During his time in Tralee, McGuinness convinced Moyniham to take him to Kerry training one evening. Even then McGuinness was looking for the edge, but it didn’t last long. Páidí Ó Sé wasn’t entertaining the visitor.

Jim McGuinness (back right) with the Tralee IT team in 1998

Jim McGuinness (back right) with the Tralee IT team in 1998

While in Tralee, McGuinness resisted a move to play his club football in Kerry. In those days, Naomh Conaill were nothing near the senior force they have come to be regarded as, but McGuinness set the example.

From Glenties to Tralee is a 417-km journey one way. McGuinness made the trip every week to pull on the Naomh Conaill blue.

“I don’t think I missed a league game for my club, definitely, because we were trying to ground ourselves at that stage so I felt that was important,” he says now.

“People talk about those sacrifices but it is not a big deal. You are driving up the road because you are looking forward to the game and you want to play in the game. But it is great to be down there and it is even better when you are successful because you have bonded.

“The Kerry people were fantastic – really good people, really good to me on a personal final. So on a personal final; it is a lovely final for myself. And I know it is a lovely final for the boys as well. Kerry are looking for their 37th All-Ireland. We are looking for our third. So it is the team you want to play.”

McGuinness saw at close-hand the Kerry way.

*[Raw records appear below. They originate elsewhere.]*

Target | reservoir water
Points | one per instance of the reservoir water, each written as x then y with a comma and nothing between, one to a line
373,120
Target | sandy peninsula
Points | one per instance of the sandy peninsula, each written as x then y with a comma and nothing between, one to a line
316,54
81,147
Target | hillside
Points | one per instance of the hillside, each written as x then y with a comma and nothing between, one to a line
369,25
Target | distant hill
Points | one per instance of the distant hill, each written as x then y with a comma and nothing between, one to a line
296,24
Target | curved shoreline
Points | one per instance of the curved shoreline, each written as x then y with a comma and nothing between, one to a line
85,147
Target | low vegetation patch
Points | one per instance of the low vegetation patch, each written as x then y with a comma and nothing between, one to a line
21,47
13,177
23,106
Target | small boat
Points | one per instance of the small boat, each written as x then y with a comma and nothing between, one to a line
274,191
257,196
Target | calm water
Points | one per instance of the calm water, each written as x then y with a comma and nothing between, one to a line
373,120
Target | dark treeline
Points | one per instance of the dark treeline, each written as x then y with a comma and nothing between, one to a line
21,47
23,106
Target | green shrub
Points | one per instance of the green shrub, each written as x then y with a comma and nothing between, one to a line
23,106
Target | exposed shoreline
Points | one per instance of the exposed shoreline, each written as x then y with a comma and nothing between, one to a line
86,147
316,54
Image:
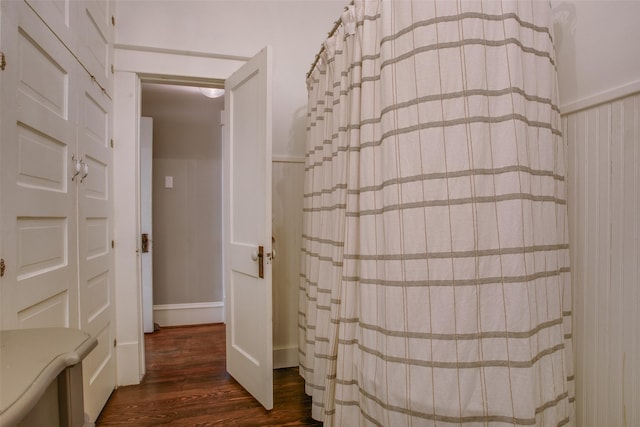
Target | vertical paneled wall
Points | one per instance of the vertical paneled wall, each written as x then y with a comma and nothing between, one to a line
604,207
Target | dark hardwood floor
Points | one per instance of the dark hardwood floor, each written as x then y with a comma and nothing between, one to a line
186,384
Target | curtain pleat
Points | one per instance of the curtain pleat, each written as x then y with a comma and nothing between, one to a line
435,284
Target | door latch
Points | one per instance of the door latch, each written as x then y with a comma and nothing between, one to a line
145,242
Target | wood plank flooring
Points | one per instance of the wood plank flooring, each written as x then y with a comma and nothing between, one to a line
186,384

He lived the Kerry way and now his Donegal players, unbeknownst to themselves, are learning the lessons McGuinness picked up all those years ago in the Kingdom.

He says: “You always hear about the lovely Kerry footballer and the natural footballer and that. But in my experience of Kerry they were so professional and dedicated that I don’t know if natural is the right word for them.

“They were so dedicated to making themselves better that they look natural, if that makes sense.”

McGuinness’s Donegal returned yesterday from a training camp at Lough Erne near Enniskillen having previously had a five-day camp in Johnstown House in County Meath before their All-Ireland semi-final against Dublin.

Their success has created an unbreakable bond and a spirit that has been very evident.

“If you believe you have done all the right things and worked really hard and earned it together,” McGuinness says.

“Once you get that victory then, of course, I don’t think there is a better feeling in the world than just sitting looking across the dressing room at a team mate and you’re shattered and he is sitting there shattered and you have done something out on the pitch…I don’t think there is a better feeling in the world.

“That bond stays and in maybe twenty years, you might have somebody from Letterkenny meeting someone from Gweedore, spotting them across the street and it is there, you know. It never leaves and it is probably never leaves a lot of the minds of supporters as well so it is a very special thing.”

McGuinness has hailed his players for buying into the ways he’s asked.

He says: “When they’re at themselves and they’re fully focussed they’re a joy to work with. From a coaching point of view, an absolute joy.

“I have had experiences of players who were really good players with a bad attitude. It’s very frustrating to coach someone like that. It doesn’t happen with our lads.

“They work really hard and they push really hard. They try to push themselves to the border, to the edge of their intensity. They try to move forward and so many of them, even the seasoned players, who have made progress on their weak side over the four years.

“For me, it’s that whole thing and the journey with them.

“JThe fact that they’re so committed to the jersey and so committed to the training, it makes it very pure.”